Однако Сандгрен признает, что по большому счету здесь нет никаких противоречий, потому что весь Ларс фон Триер сводится, по его мнению, к одному, а именно постановке. Его фильмы, поведение и ритуалы образуют собой один масштабный фильм.
– Ларс ведь не славы ищет, он просто хочет заставить все живое участвовать в своих постановках. И он сам – неотъемлемая часть этого. То, как он себя ведет, то, как он комментирует происходящее, – это тоже составная часть его фильмов. Все это одна большая постановка. И тогда, конечно, кто-то может подумать, что это игра на публику, но нет, это абсолютно серьезно.

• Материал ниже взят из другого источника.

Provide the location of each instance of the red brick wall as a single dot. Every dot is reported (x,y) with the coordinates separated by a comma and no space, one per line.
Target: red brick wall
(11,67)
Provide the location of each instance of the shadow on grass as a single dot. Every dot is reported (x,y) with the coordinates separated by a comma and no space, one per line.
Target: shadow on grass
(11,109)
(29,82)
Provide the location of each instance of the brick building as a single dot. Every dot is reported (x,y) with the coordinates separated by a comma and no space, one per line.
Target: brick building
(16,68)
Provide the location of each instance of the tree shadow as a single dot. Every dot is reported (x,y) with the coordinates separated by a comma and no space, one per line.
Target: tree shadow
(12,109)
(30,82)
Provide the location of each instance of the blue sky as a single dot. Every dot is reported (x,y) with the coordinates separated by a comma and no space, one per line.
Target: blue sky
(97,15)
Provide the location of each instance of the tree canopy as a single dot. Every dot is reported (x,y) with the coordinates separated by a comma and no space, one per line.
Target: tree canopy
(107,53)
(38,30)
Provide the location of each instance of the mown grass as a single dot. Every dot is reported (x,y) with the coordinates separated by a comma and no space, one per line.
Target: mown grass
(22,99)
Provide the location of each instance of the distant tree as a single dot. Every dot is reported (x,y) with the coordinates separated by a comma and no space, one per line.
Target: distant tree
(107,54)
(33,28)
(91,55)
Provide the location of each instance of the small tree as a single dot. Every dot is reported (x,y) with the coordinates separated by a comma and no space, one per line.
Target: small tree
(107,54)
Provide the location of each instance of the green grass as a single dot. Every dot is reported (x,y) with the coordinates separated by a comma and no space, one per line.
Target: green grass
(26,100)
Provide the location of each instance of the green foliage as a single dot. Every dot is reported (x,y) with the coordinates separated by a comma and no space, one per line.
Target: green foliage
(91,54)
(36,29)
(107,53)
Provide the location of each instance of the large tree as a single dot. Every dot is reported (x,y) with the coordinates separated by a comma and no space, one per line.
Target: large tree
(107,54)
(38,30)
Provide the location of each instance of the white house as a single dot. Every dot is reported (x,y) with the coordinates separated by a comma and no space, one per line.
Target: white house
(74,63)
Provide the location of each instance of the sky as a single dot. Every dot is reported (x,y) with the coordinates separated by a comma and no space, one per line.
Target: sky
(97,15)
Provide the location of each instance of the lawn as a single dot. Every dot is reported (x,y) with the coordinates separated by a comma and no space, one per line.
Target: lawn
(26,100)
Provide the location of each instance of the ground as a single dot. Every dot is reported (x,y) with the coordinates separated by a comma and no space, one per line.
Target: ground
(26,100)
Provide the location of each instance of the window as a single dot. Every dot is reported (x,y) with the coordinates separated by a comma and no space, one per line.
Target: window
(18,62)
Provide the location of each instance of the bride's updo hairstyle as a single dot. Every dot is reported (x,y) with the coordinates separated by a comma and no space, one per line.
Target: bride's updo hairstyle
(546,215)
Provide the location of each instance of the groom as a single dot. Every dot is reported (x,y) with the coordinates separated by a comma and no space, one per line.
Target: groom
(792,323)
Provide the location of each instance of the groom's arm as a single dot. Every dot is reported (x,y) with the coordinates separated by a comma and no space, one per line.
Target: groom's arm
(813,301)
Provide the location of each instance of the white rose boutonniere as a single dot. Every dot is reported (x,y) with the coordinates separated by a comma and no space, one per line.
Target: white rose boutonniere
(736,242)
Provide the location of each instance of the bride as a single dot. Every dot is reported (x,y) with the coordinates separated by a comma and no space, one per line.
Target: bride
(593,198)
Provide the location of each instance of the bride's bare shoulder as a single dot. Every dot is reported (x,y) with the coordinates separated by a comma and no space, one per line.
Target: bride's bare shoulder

Одной из сцен в этом всеобъемлющем триеровском фильме стал их с Оке поход на кладбище Мозаиск в Копенгагене, куда Ларс затащил товарища, подбив его перелезть через стену. Ларс тут же отправился на поиски могильных камней с именами своих предков, возле которых они потом, по древнему еврейскому обычаю, оставляли камни вместо цветов. Не обходили они вниманием и заброшенные могилы, за которыми никто не ухаживал, потому что Ларсу было жалко мертвых. Другой сценой была охота, в которую Ларс вовлек Оке наравне с другими знакомыми. Потому что, как говорит Оке:
– Ларсу нужны товарищи для игр, это его любимый формат. Так что всем нам практически приказано было сделать себе разрешение на охоту, после чего он создал все эти ритуалы, связанные с охотой, едой и ее приготовлением.
Наконец, неизменным ингредиентом дружбы с Триером были и остаются его издевки. Мужчин, например, он последовательно называет педиками, рассказывает Оке Сандгрен. "Что это за рубашка у тебя, ты в ней как педик". Или "Что это ты за фильм снял, он для педиков, что ли?" И если ты не можешь присутствовать при озвучивании издевки лично, чтобы расписаться в ее получении, Триер позаботится о том, чтобы тебе доставили ее с курьером – в качестве привета от общих знакомых.
– Но нужно признать, что свою собственную неуклюжесть Ларс тоже постоянно комментирует, – говорит Оке Сандгрен. – И слава богу. Если бы не его самоирония, вряд ли кто-то вообще смог бы его выносить.